Laura Carstensen, PhD

Misconceptions about aging and older adults must be overcome so that individuals and society can realize the benefits of longer life spans and increased quality of life, Laura L. Carstensen, Ph.D., told those attending the Oct. 19 National Academy of Medicine annual meeting, where the topic of the day was “Aging: Complexities, Opportunities and Impacts on Society.”

“We must not waste this gift of long life,” she said. Carstensen, the Fairleigh S. Dickinson Jr. Professor in Public Policy, professor of psychology and founding director of the Stanford Center on Longevity at Stanford University in California, was the keynote speaker.

The general public may equate aging with illness, Carstensen said, “but older people report better emotional experience in day-to-day life. They are better able to regulate strong emotion. They are better able to solve emotionally charged problems, and they are slower to anger, more likely to forgive, more appreciative, more grateful.”
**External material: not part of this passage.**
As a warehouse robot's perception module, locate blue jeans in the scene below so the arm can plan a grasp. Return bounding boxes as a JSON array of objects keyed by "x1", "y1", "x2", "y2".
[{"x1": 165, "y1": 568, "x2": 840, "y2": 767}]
The country’s infrastructure must take advantage of this reality, she said. “We must not fail to tap a growing resource. It may be the only natural resource in the world that is growing: older people who are knowledgeable, healthy and emotionally stable and even-handed.”

Older adults have much to contribute to society, and they benefit as well, Carstensen said. “As research accumulates, it…appears that work, paid or unpaid, may improve cognitive functioning,” she said.

Another aspect of supporting the aging process is supporting medical research, Carstensen added. “We need to invest in finding cures and in finding ways to prevent [diseases] from developing. We need a cure for Alzheimer’s disease. We need to find ways to prevent osteoarthritis, osteoporosis, stroke [and] cardiovascular disease,” she said. “Age is a risk factor for most diseases. In a society that is aging, we need to find ways to address them.”

In addition to disease-related research, studies on subjects such as nutrition, exercise and smoking cessation can inform healthful habits at a younger age, to help society as the population ages, Carstensen said. “When we think about health in an era of longevity, it will not be about older people alone,” she said. “We need to get younger people engaged in activities and exercise with habits that begin early in life and continue all the way through.”

Society needs to set high expectations to reap maximum benefits related to the aging process and older adults, Carstensen said. Failure, she added, “will be assuming that aging is synonymous with decline. It will be a failure to recognize that pediatrics is as important as geriatrics in long-lived societies. It will be a failure to make physical exercise something that begins early and lasts all the way through. It will be a failure to tap the resource that older people represent. It will be a failure to recognize that a growing population of even-handed, emotionally stable people can address some of the greatest problems in the world today.

“We can make aging societies the best thing that ever happened to children and families,” she concluded.

July 1, the National Academy of Medicine assumed membership, honorific and other functions formerly administered by the Institute of Medicine. The IOM continues its consensus study and convening activities as a program unit of the National Academies of Science, Engineering and Medicine.